The easy passage that Will’s passport allows and the ease with which he travels the world is set against the obstacles these men and children face. Will’s reflections and stories are framed by memories of his partner, Elee Kirk, who died of breast cancer five years ago at the age of thirty-eight. Her brilliance, courage and love of life recur as themes. The advice she gave to Will in the last weeks of her life looked ahead, beyond her death. “Go elsewhere,” she told him. “Get some space. You’ll go away, because that’s what you do.” This advice helped bring this book into being and it is rightly dedicated to her.
Hello, Stranger: how we find connection in a disconnected world by Will Buckingham is published by Granta, London (2021) at £16-99 and can be ordered here: fiveleavesbookshop.co.uk/product/hello-stranger-how-we-find-connection-in-a-disconnected-world/
Will Buckingham will be talking about his book at a Five Leaves online event – details here: fiveleavesbookshop.co.uk/events/hello-stranger-with-will-buckingham/
Kathleen Bell

 

Lingo: a language spotter’s guide to Europe by Gaston Dorren (Profile, £12.99)

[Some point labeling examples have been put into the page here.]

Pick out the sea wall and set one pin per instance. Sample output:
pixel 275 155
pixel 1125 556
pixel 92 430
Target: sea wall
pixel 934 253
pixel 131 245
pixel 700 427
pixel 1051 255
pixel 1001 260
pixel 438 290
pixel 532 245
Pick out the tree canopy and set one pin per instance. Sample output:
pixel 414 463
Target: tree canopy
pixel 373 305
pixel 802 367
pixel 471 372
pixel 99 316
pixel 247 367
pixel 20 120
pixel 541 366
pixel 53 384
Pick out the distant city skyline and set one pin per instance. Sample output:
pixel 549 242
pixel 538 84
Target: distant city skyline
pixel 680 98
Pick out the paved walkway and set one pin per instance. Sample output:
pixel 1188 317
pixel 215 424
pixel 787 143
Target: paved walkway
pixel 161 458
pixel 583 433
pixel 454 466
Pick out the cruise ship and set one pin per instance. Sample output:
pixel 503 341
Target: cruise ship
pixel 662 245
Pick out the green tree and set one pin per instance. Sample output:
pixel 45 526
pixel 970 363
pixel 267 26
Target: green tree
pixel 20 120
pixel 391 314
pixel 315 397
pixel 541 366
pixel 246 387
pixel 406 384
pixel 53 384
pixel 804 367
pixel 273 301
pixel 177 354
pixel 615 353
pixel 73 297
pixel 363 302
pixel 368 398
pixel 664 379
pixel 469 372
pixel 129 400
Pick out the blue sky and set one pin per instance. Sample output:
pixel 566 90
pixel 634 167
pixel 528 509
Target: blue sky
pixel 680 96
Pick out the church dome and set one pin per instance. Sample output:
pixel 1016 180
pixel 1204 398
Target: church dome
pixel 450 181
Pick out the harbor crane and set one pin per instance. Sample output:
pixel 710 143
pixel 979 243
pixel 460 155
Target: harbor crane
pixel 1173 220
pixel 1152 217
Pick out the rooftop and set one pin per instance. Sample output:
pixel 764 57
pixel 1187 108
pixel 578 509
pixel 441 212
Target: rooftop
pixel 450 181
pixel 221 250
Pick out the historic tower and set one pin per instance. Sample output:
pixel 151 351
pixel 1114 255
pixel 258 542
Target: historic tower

lingoBooks on popular linguistics flood out, not least from the David (and now Ben) Crystal factory.  Lingo by a Dutch writer, looked as if it promised something more substantial within the genre, and got good reviews on publication at the end of last year, but did not quite hit the mark for me.

Yes there is lots of interest, yes there are lots about some of the minority languages of Europe (sixty of which are covered) but ultimately the book failed by being just too, well, popular, and for having an annoying, jokey,  over-familiar text: “There once was a green and fertile land – let’s call it Kleinstein – where a prosperous and civilised people flourished under the benign leadership of a price whose name was as unassuming as his people: John. … What was striking about the Kleinsteiners was their knowledge of languages…” in his introduction to Luxembourgish.

The sixty languages are spread over short chapters, each with bit of history, an anecdote and, again annoyingly, a note at the end of words in those language which comprise a whole concept in English, which have no direct translation.

Lingo – a nicely designed book – was published as an “affordable hardback” in time for Christmas. It makes a nice present. It’s designed to live forever in people’s loos and to be the source of many “did you know that…?” comments after use. If such limitations are accepted, it is a good book, but anyone looking for an overview of European languages should look elsewhere. On the other hand, did you know that some people in Jersey, Guernsey and even Sark speak individual dialects of Norman French? See pages 57-62.